A different, morose, but also slight subplot balances out the romantic one, where shadowy debriefings with a prison boss and a guard after the incident has passed.  The first is taciturn, the other empathetic: morose and shaken.  It helped viewers find closure to Cell 211′s chaos.

Now for a little math.  Many of the characters are interesting.  Five of them are important.  Three of those are pivotal: Juan, Malamadre, which sounds like Bad Mother, the inmate who leads the prison’s most violent section, and Elena, Juan’s wife, who plays a incidental, and passive, but pivotal role.  The men compete for the lead, at least in our minds.  Their personas are disparate, but compel our attention equally.  There is Juan, who should probably question working as a prison guard.  He’s an affable husband who might not be enough of an Alpha male, seems more like a library manager or a grocer than a prison guard.  He belongs in a suburb, mowing his lawn, not mowing down an inmate who has a shank poised against his jugular.

Juan and Malamadre. An incongruent team.

The leader of the uprising, Malamadre, while unsettling at least at first, is more rational and reasonable than we hear at the start.  Then again, Hannibal Lector could be a great conversationalist too.  Malamadre is quick with violence, but he’ll take the time to step back if talking or thinking will give him what he wants as easily.  He’s a brawny, highly intelligent, calculating criminal, with a goatee and a voice that’s so gravelly you wonder how long and intensely he’s been smoking.  He’s so well drawn, with such magnetism that, while this is Juan’s story, he and Malamadre become a surprising and unsettling duo.  Sometimes they compete for starring attention.

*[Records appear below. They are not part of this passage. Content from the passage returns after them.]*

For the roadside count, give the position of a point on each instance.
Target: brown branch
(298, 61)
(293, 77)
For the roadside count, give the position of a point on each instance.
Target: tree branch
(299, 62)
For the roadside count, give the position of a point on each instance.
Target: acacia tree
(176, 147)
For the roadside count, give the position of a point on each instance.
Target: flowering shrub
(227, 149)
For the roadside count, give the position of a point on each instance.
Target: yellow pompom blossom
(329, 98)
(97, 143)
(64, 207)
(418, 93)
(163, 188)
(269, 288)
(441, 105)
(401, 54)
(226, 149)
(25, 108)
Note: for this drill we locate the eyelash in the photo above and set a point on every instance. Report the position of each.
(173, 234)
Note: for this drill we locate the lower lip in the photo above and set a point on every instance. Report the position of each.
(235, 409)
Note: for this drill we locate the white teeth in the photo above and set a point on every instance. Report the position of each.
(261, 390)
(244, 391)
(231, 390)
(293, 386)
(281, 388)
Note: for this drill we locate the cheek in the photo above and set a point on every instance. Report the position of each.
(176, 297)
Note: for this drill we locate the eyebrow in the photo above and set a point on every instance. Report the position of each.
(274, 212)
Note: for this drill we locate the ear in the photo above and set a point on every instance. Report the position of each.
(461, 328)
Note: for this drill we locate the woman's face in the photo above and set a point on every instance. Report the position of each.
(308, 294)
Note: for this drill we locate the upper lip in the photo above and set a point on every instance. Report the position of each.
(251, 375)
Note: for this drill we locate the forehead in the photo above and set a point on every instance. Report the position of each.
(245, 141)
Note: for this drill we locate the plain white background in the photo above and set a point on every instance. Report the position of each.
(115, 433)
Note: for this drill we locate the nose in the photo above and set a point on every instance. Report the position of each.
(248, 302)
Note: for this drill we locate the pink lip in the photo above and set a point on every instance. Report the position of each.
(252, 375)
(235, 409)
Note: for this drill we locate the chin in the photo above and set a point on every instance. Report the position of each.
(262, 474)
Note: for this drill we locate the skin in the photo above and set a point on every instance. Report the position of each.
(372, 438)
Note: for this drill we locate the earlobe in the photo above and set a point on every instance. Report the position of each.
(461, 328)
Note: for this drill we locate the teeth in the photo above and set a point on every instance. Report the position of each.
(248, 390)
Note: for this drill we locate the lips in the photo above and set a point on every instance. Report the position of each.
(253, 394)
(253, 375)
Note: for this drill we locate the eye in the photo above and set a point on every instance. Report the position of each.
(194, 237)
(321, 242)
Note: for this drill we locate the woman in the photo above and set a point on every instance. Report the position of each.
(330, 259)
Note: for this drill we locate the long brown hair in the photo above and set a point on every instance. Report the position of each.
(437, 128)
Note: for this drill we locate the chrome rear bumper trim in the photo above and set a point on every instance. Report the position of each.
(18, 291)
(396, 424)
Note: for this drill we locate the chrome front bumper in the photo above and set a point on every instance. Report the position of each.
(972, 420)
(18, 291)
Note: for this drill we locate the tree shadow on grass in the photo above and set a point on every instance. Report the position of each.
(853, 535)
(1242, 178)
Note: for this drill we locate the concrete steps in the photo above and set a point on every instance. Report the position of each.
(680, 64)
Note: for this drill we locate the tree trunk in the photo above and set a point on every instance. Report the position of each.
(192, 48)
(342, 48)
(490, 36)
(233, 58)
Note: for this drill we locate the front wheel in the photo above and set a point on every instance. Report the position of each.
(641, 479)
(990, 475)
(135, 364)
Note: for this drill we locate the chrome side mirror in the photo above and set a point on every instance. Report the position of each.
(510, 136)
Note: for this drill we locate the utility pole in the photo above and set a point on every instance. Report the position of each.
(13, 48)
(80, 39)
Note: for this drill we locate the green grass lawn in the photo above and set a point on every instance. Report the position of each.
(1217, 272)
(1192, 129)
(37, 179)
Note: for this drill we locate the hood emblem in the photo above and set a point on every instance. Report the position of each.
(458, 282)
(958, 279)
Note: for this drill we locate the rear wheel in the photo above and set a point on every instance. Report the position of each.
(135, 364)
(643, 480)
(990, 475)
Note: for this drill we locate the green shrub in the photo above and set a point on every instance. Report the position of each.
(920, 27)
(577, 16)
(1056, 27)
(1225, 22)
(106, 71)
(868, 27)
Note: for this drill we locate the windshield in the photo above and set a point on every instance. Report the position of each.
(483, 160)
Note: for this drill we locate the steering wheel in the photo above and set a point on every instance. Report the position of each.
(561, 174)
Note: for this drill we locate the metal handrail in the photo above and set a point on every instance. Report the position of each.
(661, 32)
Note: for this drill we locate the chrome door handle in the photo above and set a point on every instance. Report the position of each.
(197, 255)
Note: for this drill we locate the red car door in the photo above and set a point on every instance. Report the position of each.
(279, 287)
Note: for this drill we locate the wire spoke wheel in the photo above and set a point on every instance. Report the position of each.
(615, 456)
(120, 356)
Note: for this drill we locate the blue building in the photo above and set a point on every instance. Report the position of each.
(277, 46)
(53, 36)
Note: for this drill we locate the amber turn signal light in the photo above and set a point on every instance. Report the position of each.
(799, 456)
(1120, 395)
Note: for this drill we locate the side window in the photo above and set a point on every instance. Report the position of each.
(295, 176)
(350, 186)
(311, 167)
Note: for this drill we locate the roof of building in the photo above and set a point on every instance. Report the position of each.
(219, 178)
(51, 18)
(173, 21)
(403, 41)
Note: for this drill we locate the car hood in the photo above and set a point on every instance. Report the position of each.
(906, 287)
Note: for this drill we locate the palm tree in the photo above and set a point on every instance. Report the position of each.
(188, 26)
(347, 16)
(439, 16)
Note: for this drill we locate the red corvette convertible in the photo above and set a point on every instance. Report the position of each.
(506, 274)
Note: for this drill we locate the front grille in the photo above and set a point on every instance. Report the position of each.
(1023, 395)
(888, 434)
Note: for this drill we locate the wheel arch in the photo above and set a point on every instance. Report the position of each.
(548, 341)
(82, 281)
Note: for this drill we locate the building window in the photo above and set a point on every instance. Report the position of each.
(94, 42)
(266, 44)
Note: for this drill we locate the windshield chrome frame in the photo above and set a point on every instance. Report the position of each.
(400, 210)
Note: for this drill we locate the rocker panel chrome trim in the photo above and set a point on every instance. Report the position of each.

But the barely likely connection between Malamadre and Juan allows the story to broach a very subtle story about the fragility of a moral compass.  How easily it can be detoured or perverted.  A law man meets a vicious, daunting criminal, then a heart wrenching tragedy strikes and that moral man finds that the road to or line between the moral & legal and their opposites have grayed and frayed in his mind.  This, after circumstances put him off-balance and push him toward an abyss that’s darker and more of a hell than merely being caught among those who are hungry, rabid wolves.

As splendid as Cell 211 is, it has problems.

Specific ideas are sacrosanct in film:

  • You don’t remake Alfred Hitchcock
  • …or Martin Scorsese, and some others, and
  • You never have someone attack an obviously vulnerable person.  …Unless you do it deftly.  This film does it so.

Malamadre and Juan bond hastily and too slickly to convince us.  Malamadre’s reputation having preceded his first scene, foreshadows the sort of foe with which the bosses and guards must contend.  While Mal is smart, he’s there for a reason.  He’s hardened, vicious, and doesn’t mind killing someone, if there’s a purpose.  Juan is not.  Their bond is forced, but it’s drawn with such care that you won’t notice unless you love to think through or debate that kind of detail.

Few films are flawless.  Still, if you’re into grades: 4.5.